Desde que tuve uso de razón, nunca hubo dolor, pesar o deseo que no hubieran sido resueltos antes siquiera de haberlo pedido.Recordé que de niño conseguía todo lo que quería,  en la universidad fui el preferido de los profesores que me daban unas notas excelentes sin apenas esfuerzo, mi familia me adoraba y jamás tuve problemas laborales.  Y en aquel momento, sin desearlo siquiera, había pasado por delante de un banco y los billetes cayeron a mis pies. Otro merecido premio que engrasaría, aún más, el engranaje que me permitía seguir llevando una vida regalada.



     Siempre que me sonreía la fortuna,  aparecía al otro lado de la calle;  no sabía quién era, pero jamás lo sentí como una amenaza y  de hecho lo olvidaba enseguida.  Mientras me guardaba  el dinero volví  a observar la figura agazapada en la sombra. Como siempre ocurría, no realizó ningún intento por llegar hasta mí, pero esta vez después de que el último billete desapareciera en el interior de uno de mis bolsillos, dio  el paso y se acercó; al parecer había llegado el momento de las presentaciones. Me mostré tranquilo ante aquel  intruso que no hacía más que seguirme los pasos sin motivo aparente. Sentí lástima y saqué cien euros y se los tendí; una limosna para acallar culpas. Él me miró en silencio y no hizo  ningún intento por alargar la mano y cogerlos.

     Le observé atentamente. La negrura de sus ojos contrastaba con la limpieza clara de los míos. Unos dientes oscuros y rotos se apreciaban  dentro de su cavernosa boca; los míos estaban perfectos. Hasta en eso éramos distintos, pensé mientras le mostraba mi nívea sonrisa.

     —Te he visto muchas veces rondándome, ¿quién eres? —mi voz sonó tranquila, sin miedo.

     —¡Tú! —Rompió el silencio con esa sola palabra que salió disparada  de entre los agujeros de sus podridas encías, llenándome la cara de babas con olor a podrido. Sentí nauseas.

     Después de la sorpresa inicial, supe que era verdad y ni siquiera intenté negarlo. Sentí su mirada penetrante taladrando mi subconsciente y trayéndome escenas que permanecían enterradas.  Recordé al amigo invisible de mi infancia que creció conmigo y también, algunos pasajes de mi vida: Cuando Alfredo  me quitó la pelota una tarde después de jugar y aunque por la mañana se encontraba  entre mis juguetes intacta, él, sin embargo, amaneció con la cabeza partida. Nunca le presté atención hasta  que me acordé  de que esa noche deseé hacerle daño. Lo mismo que le pasó  a mi profesor de Matemáticas, al que no le gustó el trabajo que le presenté y tuvo un accidente de coche que le segó la vida. ¿Acaso no fui yo quien pensó en su muerte? ¿No apareció mi jefe asesinado cuando me negó  el ascenso? A pesar de que era uno de los que tenía más motivos para quitarlos de enmedio nunca me relacionaron con ellos. Nadie pensó en mí, un tipo carismático que sonreía siempre y se llevaba bien con todos.

     Comprendí  de golpe que me encontraba  cara a cara  ante mi yo perverso, el que había ido  creando a base de odio. Negro de corazón y alma, obraba y trasgredía todas las leyes para mí y por mí.

La ronda de los presos- Van gogh

     Se acercó con la cara macilenta y la muerte reflejada en sus ojos.

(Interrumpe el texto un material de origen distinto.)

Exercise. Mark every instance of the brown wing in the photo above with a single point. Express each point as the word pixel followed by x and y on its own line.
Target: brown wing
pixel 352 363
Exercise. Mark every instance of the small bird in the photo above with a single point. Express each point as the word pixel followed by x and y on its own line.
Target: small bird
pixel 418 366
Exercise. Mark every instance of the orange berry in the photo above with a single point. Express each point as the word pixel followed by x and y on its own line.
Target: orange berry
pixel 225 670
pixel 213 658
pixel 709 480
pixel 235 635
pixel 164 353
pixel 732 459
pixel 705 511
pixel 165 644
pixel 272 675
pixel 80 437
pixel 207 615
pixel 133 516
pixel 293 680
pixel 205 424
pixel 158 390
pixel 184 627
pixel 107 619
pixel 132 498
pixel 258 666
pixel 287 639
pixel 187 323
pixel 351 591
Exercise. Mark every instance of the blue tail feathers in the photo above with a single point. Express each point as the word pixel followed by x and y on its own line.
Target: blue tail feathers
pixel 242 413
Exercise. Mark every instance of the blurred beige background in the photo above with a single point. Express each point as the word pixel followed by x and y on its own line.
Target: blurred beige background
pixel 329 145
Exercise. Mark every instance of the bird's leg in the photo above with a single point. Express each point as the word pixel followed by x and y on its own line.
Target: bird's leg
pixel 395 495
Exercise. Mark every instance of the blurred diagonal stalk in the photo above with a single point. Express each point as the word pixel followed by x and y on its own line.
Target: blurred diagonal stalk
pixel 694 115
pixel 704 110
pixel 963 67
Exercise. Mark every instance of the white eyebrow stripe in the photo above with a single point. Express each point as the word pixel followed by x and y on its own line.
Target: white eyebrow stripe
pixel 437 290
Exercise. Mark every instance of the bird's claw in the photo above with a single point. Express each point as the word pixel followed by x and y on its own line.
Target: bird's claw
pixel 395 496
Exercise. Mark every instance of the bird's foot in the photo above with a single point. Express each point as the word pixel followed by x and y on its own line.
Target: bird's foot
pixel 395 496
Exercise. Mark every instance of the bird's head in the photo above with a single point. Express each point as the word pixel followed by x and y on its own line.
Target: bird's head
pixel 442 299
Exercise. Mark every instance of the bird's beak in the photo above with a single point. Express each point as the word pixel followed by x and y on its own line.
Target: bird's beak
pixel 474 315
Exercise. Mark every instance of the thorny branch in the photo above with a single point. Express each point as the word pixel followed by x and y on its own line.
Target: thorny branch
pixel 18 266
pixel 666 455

     —Se acabó. Llegó la hora. Debo desaparecer—murmuró con la voz ronca. 

    Apenas me quedaban palabras para preguntar: ¿La hora de qué? Sentí miedo por primera vez en mi vida; miedo a saber. Volvió a leerme el pensamiento una vez más y percibí su aliento pútrido empapando mi rostro. 

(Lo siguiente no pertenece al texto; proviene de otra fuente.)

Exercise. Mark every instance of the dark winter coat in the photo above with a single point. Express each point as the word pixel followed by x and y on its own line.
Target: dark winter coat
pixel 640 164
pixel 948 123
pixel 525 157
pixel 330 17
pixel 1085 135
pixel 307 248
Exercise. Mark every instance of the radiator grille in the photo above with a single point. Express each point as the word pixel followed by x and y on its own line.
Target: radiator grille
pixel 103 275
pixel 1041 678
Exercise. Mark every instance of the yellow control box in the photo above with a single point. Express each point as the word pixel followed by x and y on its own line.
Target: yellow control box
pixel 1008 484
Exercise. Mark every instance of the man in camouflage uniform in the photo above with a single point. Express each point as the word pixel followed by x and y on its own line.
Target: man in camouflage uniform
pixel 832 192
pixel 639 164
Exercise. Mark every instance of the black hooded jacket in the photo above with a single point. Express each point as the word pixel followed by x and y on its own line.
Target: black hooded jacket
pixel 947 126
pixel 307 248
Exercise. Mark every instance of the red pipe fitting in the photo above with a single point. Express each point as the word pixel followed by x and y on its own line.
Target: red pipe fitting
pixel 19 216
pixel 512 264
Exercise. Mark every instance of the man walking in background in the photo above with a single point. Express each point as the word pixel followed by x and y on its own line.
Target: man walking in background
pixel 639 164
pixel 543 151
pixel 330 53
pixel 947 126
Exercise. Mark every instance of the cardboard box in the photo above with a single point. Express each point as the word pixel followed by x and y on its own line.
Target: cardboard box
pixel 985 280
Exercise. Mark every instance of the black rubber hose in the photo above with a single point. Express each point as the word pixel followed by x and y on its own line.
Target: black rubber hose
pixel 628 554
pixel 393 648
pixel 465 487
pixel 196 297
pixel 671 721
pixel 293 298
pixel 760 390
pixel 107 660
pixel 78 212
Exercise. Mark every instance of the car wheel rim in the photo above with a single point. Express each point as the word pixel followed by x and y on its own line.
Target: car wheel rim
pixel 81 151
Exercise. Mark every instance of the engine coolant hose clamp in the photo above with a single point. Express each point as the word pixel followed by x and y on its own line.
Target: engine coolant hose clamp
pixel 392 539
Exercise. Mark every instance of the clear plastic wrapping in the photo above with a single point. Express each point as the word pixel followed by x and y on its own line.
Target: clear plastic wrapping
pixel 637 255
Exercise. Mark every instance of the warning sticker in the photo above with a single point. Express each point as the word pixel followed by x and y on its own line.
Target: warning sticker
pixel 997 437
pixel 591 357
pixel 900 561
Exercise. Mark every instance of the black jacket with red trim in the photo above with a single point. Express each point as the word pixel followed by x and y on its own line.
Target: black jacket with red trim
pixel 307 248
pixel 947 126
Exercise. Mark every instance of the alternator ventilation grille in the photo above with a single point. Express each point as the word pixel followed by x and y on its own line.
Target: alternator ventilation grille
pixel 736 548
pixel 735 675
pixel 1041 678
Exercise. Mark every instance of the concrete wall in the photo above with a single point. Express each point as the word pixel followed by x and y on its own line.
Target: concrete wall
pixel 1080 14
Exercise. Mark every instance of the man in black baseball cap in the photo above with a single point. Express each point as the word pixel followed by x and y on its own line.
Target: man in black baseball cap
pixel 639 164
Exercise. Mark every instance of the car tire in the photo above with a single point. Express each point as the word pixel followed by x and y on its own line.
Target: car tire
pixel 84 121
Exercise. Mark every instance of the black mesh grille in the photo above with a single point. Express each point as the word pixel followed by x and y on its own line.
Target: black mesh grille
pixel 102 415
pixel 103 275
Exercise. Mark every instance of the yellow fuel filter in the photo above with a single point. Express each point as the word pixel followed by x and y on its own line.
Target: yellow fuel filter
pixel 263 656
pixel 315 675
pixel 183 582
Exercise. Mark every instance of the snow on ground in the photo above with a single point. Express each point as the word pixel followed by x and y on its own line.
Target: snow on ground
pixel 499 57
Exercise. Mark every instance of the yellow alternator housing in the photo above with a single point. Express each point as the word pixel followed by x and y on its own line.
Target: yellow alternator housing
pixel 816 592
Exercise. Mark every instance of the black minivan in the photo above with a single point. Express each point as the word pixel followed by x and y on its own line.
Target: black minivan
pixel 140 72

     —Somos uno —dijo mientras me agarraba fuerte de los hombros y me obligaba a un abrazo. Traté de obstruir  mis sentidos intentando escapar de él, pero no valió de nada.

     Después oí sirenas detenerse a mi lado y abrí los ojos. Me encontré junto al cajero con los bolsillos llenos de billetes y sujetando una navaja que chorreaba sangre; en el suelo una mujer se desangraba sin vida.

     —Queda detenido por asesinato. —Aún pasmado, no presté atención a lo que ocurría y eso fue lo único que conseguí escuchar.

     Dueño ya de mi persona y siendo ya consciente de lo que había hecho, entendí: había sido Dorian y su retrato o Jekyll y Hayde. Comprendí algo tarde  que los mitos se basaban  en la realidad y que no había sido el único. En el  lugar en el que me habían encerrado, a la espera de mi ejecución, me encontré con más seres  como yo que jugaron a desear.